Earlier this week, I chatted with a professional “Active Trader” who had spent his career taking advantage of short-term price movements on highly liquid markets like stocks, currencies, options, and derivatives.
I suppose “Active” may be a slight misnomer here. This particular individual was currently on a very extended, very unwanted garden leave.
A year and 2 months ago he’d taken a package at his firm (which eventually imploded) as they sought to thin their ranks of traders — and he’s been looking for work ever since.
He explained that there were fewer and fewer roles for Active Traders in equities. Besides the rise of Algorithmic High Frequency Trading as a more efficient solution (leaving little room for the vagaries of human errors) his gripe was obvious:
“It’s impossible to make a real living as an active trader in an equity market where there is literally no volatility anymore.”
Apparently, 2017 was the least volatile year in the equities market since 1964. Just 6.8% volatility, which is nary enough for an active trader to make any sort of living.
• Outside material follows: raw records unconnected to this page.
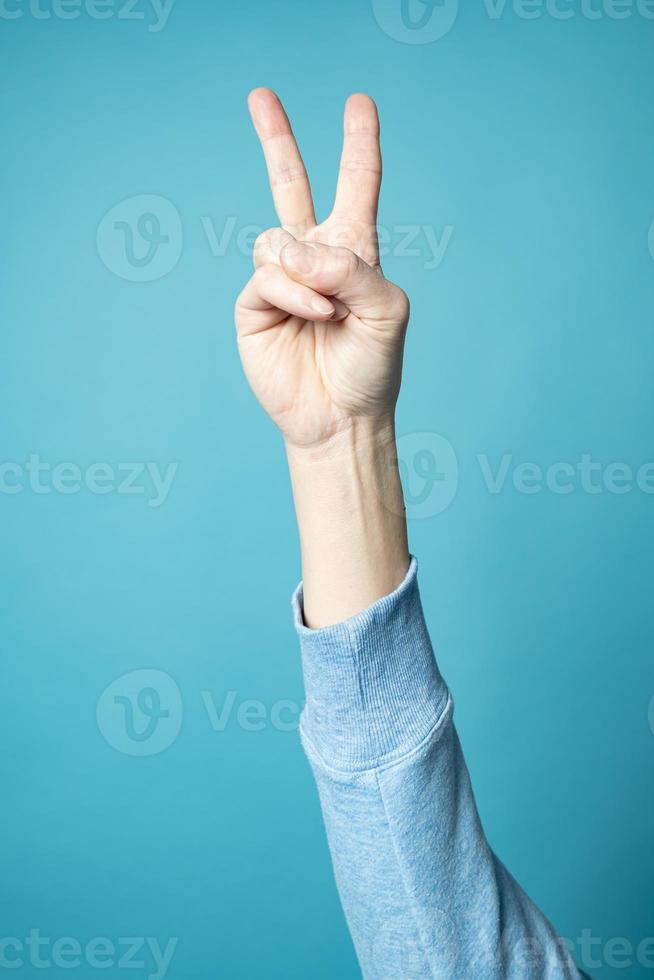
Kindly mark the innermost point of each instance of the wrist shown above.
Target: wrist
(350, 510)
(353, 436)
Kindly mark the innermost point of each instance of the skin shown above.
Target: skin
(320, 334)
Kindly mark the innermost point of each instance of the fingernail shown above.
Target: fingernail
(322, 306)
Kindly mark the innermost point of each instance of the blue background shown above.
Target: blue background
(534, 140)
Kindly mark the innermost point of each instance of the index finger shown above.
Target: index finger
(359, 178)
(288, 177)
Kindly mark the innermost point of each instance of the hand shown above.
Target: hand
(320, 330)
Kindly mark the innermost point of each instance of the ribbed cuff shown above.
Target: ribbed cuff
(373, 690)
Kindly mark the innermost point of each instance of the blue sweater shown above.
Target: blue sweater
(423, 893)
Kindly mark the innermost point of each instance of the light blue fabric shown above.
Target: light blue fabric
(424, 895)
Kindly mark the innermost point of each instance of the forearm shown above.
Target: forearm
(350, 512)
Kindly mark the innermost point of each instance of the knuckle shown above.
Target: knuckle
(347, 259)
(400, 304)
(264, 244)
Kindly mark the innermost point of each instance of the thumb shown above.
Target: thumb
(339, 272)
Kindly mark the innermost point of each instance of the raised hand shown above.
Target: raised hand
(320, 330)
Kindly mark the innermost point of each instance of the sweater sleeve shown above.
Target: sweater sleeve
(423, 893)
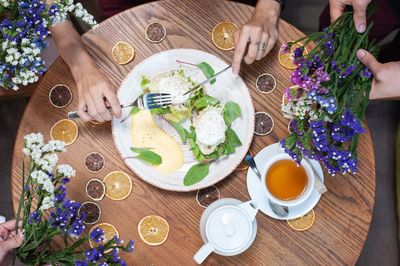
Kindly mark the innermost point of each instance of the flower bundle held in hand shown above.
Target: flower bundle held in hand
(23, 30)
(46, 213)
(329, 97)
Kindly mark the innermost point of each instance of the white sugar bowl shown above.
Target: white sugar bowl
(228, 227)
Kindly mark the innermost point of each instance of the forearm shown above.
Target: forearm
(71, 48)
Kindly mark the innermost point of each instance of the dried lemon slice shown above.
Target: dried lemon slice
(286, 58)
(118, 185)
(303, 223)
(222, 35)
(64, 130)
(109, 233)
(123, 53)
(153, 230)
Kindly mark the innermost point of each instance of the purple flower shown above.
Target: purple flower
(318, 135)
(97, 235)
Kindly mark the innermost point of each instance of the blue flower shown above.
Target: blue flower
(97, 235)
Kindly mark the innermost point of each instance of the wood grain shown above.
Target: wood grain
(343, 215)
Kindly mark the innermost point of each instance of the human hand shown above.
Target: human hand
(97, 98)
(259, 33)
(9, 240)
(360, 7)
(384, 85)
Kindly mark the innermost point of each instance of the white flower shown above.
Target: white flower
(47, 203)
(65, 170)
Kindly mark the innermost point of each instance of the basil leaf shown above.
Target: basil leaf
(205, 101)
(207, 70)
(135, 110)
(181, 131)
(195, 174)
(150, 157)
(232, 137)
(231, 112)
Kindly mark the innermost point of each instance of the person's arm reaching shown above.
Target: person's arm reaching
(260, 33)
(93, 86)
(360, 7)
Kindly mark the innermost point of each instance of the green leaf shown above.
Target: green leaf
(144, 82)
(231, 112)
(205, 101)
(135, 110)
(207, 70)
(195, 174)
(181, 130)
(150, 157)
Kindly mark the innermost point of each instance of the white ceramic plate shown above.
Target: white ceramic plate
(228, 87)
(256, 193)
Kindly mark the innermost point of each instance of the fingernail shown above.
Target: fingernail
(360, 54)
(361, 28)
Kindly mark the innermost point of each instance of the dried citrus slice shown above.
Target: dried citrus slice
(222, 35)
(64, 130)
(95, 189)
(206, 196)
(286, 58)
(123, 53)
(60, 96)
(118, 185)
(264, 124)
(155, 32)
(94, 162)
(109, 233)
(304, 222)
(243, 165)
(266, 83)
(153, 230)
(92, 212)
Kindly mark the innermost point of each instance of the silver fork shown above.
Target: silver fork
(146, 101)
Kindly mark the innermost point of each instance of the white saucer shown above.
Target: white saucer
(256, 193)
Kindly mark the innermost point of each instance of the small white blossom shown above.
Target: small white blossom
(65, 170)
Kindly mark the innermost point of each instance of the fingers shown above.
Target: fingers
(12, 243)
(82, 110)
(360, 17)
(240, 48)
(113, 102)
(369, 61)
(336, 9)
(254, 46)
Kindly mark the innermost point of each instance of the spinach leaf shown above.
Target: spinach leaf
(205, 101)
(196, 173)
(231, 112)
(146, 155)
(207, 70)
(181, 131)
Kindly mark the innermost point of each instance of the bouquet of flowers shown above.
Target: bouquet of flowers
(329, 96)
(24, 28)
(46, 213)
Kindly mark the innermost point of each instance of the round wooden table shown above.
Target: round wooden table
(343, 214)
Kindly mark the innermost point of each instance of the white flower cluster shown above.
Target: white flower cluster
(302, 109)
(5, 3)
(65, 170)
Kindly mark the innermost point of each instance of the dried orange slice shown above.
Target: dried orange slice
(153, 230)
(64, 130)
(286, 58)
(303, 223)
(222, 35)
(118, 185)
(243, 165)
(123, 53)
(109, 233)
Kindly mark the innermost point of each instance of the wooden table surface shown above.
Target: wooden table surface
(343, 214)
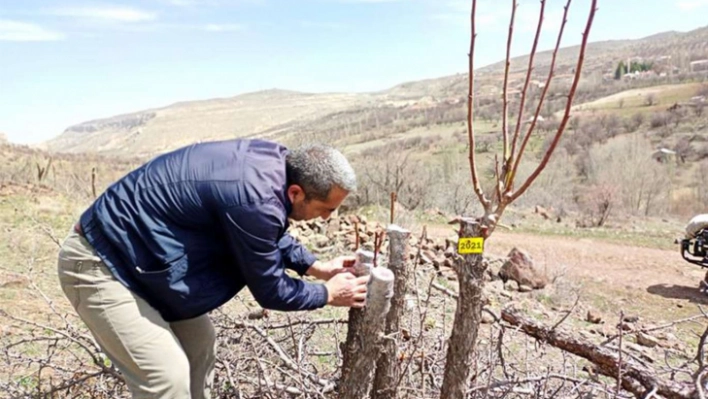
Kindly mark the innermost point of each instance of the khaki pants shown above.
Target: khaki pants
(158, 359)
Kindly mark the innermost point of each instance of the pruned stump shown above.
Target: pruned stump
(387, 367)
(469, 268)
(365, 333)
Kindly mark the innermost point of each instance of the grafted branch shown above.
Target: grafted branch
(568, 104)
(470, 116)
(505, 99)
(512, 163)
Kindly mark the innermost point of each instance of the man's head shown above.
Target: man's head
(319, 179)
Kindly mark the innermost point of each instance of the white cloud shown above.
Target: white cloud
(16, 31)
(223, 27)
(107, 13)
(211, 3)
(322, 25)
(687, 5)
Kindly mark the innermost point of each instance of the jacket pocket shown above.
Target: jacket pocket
(164, 280)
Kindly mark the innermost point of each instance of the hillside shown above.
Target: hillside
(160, 129)
(348, 118)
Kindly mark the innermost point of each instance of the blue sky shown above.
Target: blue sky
(67, 61)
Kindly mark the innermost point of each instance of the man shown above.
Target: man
(183, 234)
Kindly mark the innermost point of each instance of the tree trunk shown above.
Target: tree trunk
(636, 378)
(387, 370)
(470, 272)
(364, 336)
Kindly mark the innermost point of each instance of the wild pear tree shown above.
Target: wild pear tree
(473, 232)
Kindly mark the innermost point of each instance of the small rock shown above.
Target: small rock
(519, 267)
(257, 314)
(593, 317)
(525, 288)
(487, 318)
(646, 340)
(320, 240)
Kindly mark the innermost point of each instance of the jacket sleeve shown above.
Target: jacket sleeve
(295, 255)
(254, 233)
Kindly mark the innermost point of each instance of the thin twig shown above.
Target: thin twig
(470, 114)
(569, 102)
(509, 178)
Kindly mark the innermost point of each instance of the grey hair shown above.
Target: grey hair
(317, 168)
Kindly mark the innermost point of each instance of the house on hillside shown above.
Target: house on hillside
(663, 155)
(698, 66)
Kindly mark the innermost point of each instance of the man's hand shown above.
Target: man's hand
(326, 270)
(345, 289)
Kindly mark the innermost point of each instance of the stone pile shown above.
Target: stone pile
(337, 236)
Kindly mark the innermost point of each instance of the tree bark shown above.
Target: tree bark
(636, 378)
(470, 272)
(387, 370)
(363, 345)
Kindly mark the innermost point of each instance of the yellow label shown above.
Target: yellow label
(470, 245)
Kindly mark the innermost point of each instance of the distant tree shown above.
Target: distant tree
(702, 90)
(649, 100)
(620, 70)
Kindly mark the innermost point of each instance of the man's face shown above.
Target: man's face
(306, 209)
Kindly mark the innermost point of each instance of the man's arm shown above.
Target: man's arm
(253, 232)
(295, 255)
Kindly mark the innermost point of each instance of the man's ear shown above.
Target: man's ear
(295, 192)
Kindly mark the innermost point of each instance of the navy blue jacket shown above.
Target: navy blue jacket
(189, 229)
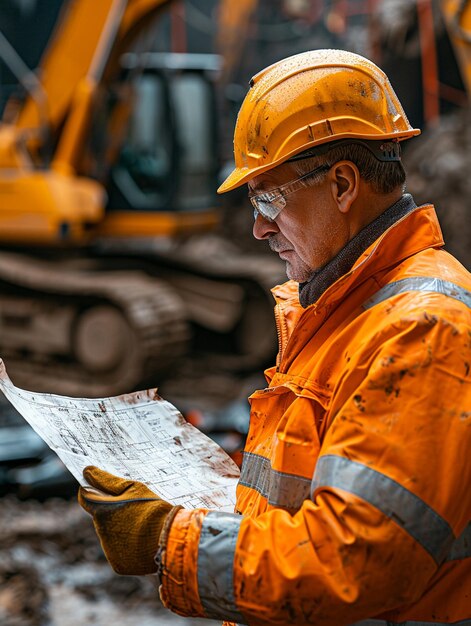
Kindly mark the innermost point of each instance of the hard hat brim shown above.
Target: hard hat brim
(239, 176)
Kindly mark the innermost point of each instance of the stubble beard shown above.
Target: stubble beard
(300, 272)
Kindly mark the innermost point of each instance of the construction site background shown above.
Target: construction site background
(52, 570)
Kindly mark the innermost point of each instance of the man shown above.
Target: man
(353, 502)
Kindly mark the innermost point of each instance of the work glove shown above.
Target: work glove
(128, 518)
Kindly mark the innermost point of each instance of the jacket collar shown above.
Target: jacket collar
(311, 291)
(415, 231)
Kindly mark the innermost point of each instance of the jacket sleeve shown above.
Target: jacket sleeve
(388, 498)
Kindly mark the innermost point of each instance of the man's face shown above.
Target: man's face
(308, 232)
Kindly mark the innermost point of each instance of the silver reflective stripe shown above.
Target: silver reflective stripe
(382, 622)
(420, 283)
(461, 548)
(281, 489)
(216, 565)
(395, 501)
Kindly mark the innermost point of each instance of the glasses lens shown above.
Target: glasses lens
(268, 205)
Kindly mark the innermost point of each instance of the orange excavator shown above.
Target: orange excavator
(108, 171)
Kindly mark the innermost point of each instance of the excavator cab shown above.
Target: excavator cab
(168, 162)
(169, 158)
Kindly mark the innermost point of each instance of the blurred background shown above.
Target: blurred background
(121, 268)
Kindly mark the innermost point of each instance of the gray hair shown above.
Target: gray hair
(383, 177)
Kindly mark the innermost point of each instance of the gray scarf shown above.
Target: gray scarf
(310, 291)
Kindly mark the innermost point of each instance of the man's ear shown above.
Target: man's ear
(344, 184)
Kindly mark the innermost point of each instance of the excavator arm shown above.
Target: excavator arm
(83, 54)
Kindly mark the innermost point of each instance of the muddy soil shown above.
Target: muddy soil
(53, 573)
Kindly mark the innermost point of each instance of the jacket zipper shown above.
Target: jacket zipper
(279, 331)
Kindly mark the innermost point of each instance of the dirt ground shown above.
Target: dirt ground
(53, 573)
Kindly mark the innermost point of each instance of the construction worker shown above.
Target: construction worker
(353, 502)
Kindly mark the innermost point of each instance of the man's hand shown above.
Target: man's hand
(128, 518)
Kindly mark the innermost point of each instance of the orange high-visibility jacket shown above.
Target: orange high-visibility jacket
(355, 490)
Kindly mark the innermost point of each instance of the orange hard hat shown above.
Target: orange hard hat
(311, 99)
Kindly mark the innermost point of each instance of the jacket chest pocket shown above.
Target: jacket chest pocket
(282, 447)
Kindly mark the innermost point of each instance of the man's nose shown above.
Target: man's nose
(262, 228)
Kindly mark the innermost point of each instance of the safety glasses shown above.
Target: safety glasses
(269, 204)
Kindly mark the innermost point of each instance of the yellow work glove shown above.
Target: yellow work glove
(128, 518)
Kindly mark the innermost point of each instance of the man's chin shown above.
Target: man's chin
(299, 275)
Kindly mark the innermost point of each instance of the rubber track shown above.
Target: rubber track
(153, 310)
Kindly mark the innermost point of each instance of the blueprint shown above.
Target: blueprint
(138, 436)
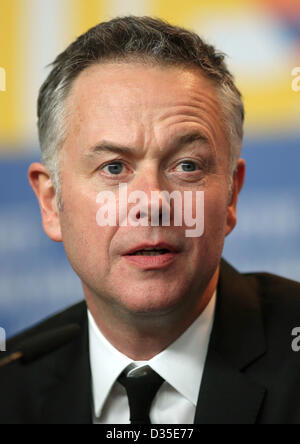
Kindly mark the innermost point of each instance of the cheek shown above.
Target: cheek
(215, 215)
(85, 242)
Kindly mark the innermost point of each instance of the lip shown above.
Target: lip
(159, 245)
(152, 262)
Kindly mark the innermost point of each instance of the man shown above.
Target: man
(181, 337)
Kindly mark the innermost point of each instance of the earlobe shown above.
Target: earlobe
(41, 183)
(238, 182)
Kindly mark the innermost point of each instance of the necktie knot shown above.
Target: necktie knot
(141, 390)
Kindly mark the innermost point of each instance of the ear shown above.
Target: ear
(238, 182)
(41, 183)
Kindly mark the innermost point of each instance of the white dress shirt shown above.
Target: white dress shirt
(181, 365)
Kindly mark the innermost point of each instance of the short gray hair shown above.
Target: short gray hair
(123, 39)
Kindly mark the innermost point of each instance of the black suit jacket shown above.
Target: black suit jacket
(251, 373)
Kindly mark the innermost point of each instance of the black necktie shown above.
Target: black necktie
(141, 391)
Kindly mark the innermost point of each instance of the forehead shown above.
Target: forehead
(138, 98)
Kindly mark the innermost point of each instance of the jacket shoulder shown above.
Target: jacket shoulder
(276, 289)
(75, 314)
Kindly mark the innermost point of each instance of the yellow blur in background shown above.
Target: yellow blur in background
(260, 37)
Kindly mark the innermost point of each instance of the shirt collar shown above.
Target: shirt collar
(186, 356)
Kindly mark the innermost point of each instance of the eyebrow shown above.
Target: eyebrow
(178, 143)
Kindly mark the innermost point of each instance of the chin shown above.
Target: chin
(158, 306)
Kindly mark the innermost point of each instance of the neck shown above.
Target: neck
(140, 336)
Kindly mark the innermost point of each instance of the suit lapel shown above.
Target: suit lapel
(67, 398)
(227, 395)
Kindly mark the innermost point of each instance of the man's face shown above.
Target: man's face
(166, 117)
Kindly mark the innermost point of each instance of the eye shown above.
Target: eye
(189, 166)
(114, 168)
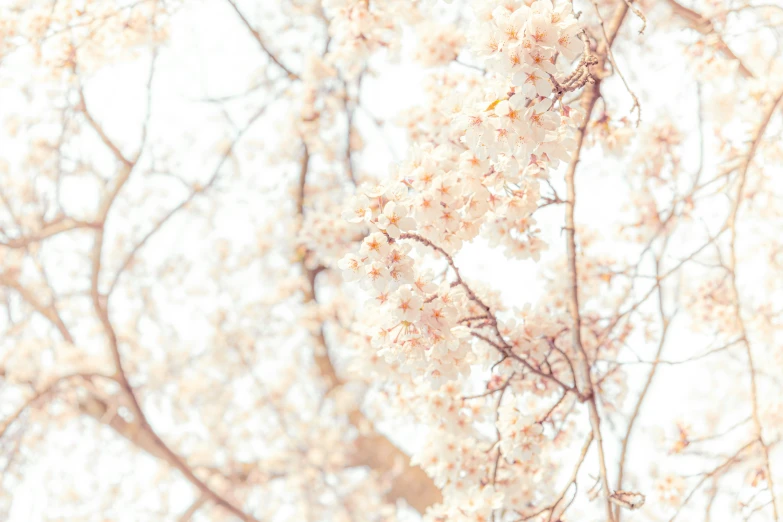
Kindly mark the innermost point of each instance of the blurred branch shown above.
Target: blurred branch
(705, 26)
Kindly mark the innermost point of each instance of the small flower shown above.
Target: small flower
(406, 305)
(394, 220)
(358, 210)
(375, 246)
(351, 266)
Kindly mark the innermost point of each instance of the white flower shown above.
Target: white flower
(406, 305)
(540, 29)
(375, 246)
(541, 119)
(394, 220)
(377, 275)
(358, 210)
(533, 81)
(351, 266)
(568, 42)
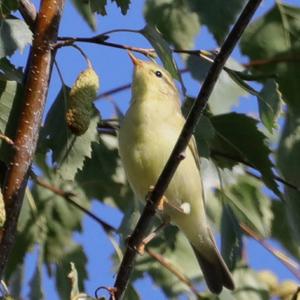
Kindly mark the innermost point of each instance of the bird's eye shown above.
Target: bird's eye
(158, 74)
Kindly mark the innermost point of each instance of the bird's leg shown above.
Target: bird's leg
(141, 247)
(184, 208)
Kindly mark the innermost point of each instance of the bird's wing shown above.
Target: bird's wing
(193, 147)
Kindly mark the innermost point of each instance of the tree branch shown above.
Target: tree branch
(28, 12)
(68, 196)
(169, 266)
(285, 260)
(136, 238)
(27, 131)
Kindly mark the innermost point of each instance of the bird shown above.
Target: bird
(147, 135)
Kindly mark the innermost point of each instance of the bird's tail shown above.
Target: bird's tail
(214, 269)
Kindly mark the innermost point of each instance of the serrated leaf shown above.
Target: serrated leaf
(131, 293)
(231, 237)
(217, 15)
(282, 231)
(181, 257)
(288, 157)
(74, 254)
(123, 4)
(9, 71)
(16, 281)
(10, 103)
(29, 232)
(98, 6)
(248, 285)
(162, 49)
(6, 6)
(269, 98)
(35, 284)
(175, 20)
(85, 10)
(238, 138)
(269, 108)
(68, 151)
(14, 35)
(250, 205)
(226, 92)
(275, 37)
(103, 177)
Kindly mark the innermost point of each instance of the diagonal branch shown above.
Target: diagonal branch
(136, 238)
(285, 260)
(27, 129)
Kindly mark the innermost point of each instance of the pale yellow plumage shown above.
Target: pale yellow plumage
(147, 136)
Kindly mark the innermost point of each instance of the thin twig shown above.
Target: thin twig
(277, 60)
(68, 196)
(285, 260)
(99, 39)
(110, 229)
(138, 234)
(244, 162)
(169, 266)
(28, 122)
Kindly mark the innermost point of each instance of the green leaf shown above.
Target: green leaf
(123, 4)
(131, 293)
(269, 98)
(217, 15)
(248, 286)
(68, 151)
(288, 157)
(9, 71)
(103, 177)
(98, 6)
(31, 229)
(86, 10)
(7, 6)
(275, 37)
(180, 256)
(205, 131)
(226, 92)
(35, 284)
(250, 205)
(232, 244)
(238, 139)
(10, 104)
(74, 254)
(175, 20)
(163, 50)
(282, 231)
(269, 108)
(16, 281)
(14, 34)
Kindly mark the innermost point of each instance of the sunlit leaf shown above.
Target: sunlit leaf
(14, 35)
(175, 20)
(68, 151)
(237, 139)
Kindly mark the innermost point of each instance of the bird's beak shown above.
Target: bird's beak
(134, 59)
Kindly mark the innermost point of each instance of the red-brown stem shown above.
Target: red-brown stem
(27, 130)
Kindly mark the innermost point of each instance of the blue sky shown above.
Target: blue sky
(115, 69)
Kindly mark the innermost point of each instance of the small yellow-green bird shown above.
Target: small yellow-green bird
(147, 137)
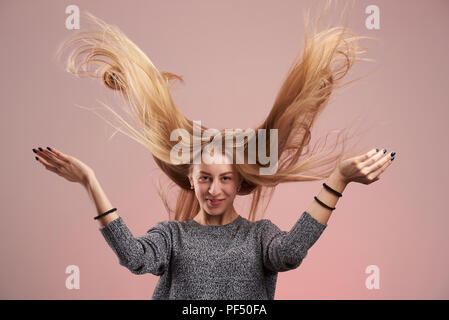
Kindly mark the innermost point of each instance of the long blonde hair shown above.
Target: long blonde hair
(305, 92)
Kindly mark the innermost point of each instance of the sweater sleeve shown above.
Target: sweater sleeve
(145, 254)
(283, 251)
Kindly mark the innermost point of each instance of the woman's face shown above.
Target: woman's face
(215, 186)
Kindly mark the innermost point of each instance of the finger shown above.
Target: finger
(59, 154)
(47, 165)
(373, 159)
(50, 157)
(367, 155)
(379, 166)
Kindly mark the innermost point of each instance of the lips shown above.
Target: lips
(214, 202)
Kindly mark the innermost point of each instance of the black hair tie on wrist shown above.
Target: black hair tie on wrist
(332, 190)
(107, 212)
(323, 204)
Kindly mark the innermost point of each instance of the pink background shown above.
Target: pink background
(233, 56)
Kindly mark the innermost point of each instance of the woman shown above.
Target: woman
(209, 251)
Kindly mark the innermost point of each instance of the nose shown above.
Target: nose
(214, 187)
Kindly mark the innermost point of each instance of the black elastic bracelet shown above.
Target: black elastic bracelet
(323, 204)
(107, 212)
(332, 190)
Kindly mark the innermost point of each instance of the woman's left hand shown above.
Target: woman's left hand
(365, 168)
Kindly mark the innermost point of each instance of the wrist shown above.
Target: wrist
(337, 182)
(89, 178)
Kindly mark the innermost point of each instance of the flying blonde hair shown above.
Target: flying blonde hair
(305, 92)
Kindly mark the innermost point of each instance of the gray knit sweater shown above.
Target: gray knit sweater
(239, 260)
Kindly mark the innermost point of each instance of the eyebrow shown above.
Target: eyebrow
(204, 172)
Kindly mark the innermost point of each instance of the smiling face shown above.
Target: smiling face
(215, 186)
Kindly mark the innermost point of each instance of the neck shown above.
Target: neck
(216, 220)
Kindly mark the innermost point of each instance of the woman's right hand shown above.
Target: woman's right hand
(64, 165)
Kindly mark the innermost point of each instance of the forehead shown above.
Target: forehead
(216, 168)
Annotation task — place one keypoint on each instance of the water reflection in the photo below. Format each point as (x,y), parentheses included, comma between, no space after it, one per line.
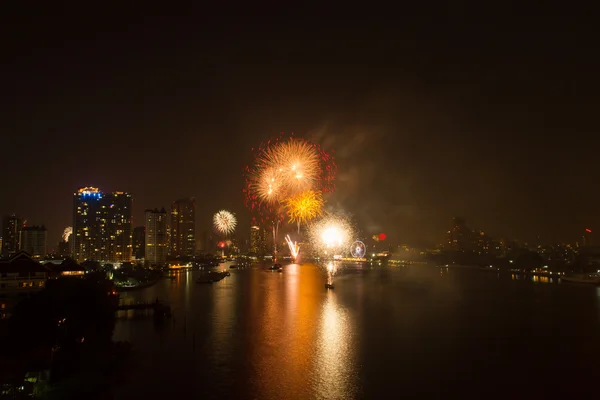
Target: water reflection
(333,361)
(266,335)
(532,278)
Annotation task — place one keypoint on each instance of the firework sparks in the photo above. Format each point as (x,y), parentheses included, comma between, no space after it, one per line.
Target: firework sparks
(298,162)
(224,222)
(67,233)
(331,235)
(304,207)
(331,271)
(294,247)
(285,167)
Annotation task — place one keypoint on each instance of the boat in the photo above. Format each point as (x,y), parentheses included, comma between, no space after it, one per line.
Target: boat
(593,278)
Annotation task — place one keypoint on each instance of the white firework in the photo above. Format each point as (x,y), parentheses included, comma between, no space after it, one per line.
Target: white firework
(67,233)
(358,249)
(224,222)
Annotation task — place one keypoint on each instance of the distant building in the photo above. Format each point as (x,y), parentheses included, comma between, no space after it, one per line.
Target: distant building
(22,274)
(64,249)
(139,242)
(183,228)
(258,244)
(66,269)
(11,235)
(34,241)
(157,244)
(101,226)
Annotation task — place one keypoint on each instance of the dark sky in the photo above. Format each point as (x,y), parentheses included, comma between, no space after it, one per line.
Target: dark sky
(488,114)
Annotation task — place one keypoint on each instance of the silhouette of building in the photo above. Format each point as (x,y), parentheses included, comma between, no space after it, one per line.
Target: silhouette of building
(258,243)
(34,241)
(21,274)
(183,228)
(11,235)
(157,244)
(139,242)
(101,225)
(64,249)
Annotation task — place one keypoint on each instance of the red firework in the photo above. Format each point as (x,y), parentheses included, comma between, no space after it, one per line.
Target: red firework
(274,211)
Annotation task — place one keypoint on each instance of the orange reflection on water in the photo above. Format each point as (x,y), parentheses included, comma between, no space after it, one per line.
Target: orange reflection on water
(333,372)
(287,315)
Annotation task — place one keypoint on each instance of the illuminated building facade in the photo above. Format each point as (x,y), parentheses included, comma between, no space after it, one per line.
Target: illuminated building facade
(11,235)
(139,242)
(101,225)
(157,243)
(34,241)
(183,228)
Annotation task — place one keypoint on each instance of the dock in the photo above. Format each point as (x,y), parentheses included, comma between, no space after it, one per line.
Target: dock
(159,308)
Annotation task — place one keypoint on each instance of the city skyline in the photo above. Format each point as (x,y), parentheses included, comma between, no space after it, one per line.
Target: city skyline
(583,237)
(426,122)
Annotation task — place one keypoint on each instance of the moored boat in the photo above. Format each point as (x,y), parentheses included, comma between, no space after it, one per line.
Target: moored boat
(592,278)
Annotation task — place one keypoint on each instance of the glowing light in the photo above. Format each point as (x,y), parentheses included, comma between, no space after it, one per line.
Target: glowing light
(358,249)
(67,233)
(294,247)
(304,207)
(331,234)
(224,222)
(285,167)
(331,271)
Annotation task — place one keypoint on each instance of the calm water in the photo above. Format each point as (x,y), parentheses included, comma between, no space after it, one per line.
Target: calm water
(383,332)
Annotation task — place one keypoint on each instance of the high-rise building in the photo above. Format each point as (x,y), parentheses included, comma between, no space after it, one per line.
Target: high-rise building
(11,234)
(34,241)
(459,236)
(64,249)
(258,245)
(139,242)
(101,225)
(183,228)
(157,244)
But then there’s the crypto market — which completely redefines the concepts of volatility:
- Holy Smokes! XRP goes up 33% in one day— which worthy of but a single raised eyebrow because its price went up 28,000% in 2017 alone;
- At the end of December 2017 BTC’s price downshifted by $3,000 in a single day, eventually touching $9,000 in early 2018, but then over a few more days rises again to $12,500.
Here’s the simple truth:
For equities, the Bears and Bulls are cycles of years or months. For cryptocurrencies, the Bears and Bulls are cycles of days and hours.
That shouldn’t be considered a weakness; the bear/bull rhythm of cryptocurrencies — the crushing pace of its volatility — are its strength. Massive swings are a benefit.
It speaks to those who appreciate risk; who are fearless in the face of fluctuations (FFF); who couldn’t be more bored by a stock ticker dribbling up and down pennies at a time.
This is why cryptocurrency is the gift to a whole new generation of investors: the Millennials.
The Millennials have yet to have their opportunity to make riches. They never saw 5% interest in a savings account. They’ve been squeezed and burdened by student debt. They missed the real estate boom; hell, they came of age during the housing crisis which soured them greatly to government, control — and of course, equities.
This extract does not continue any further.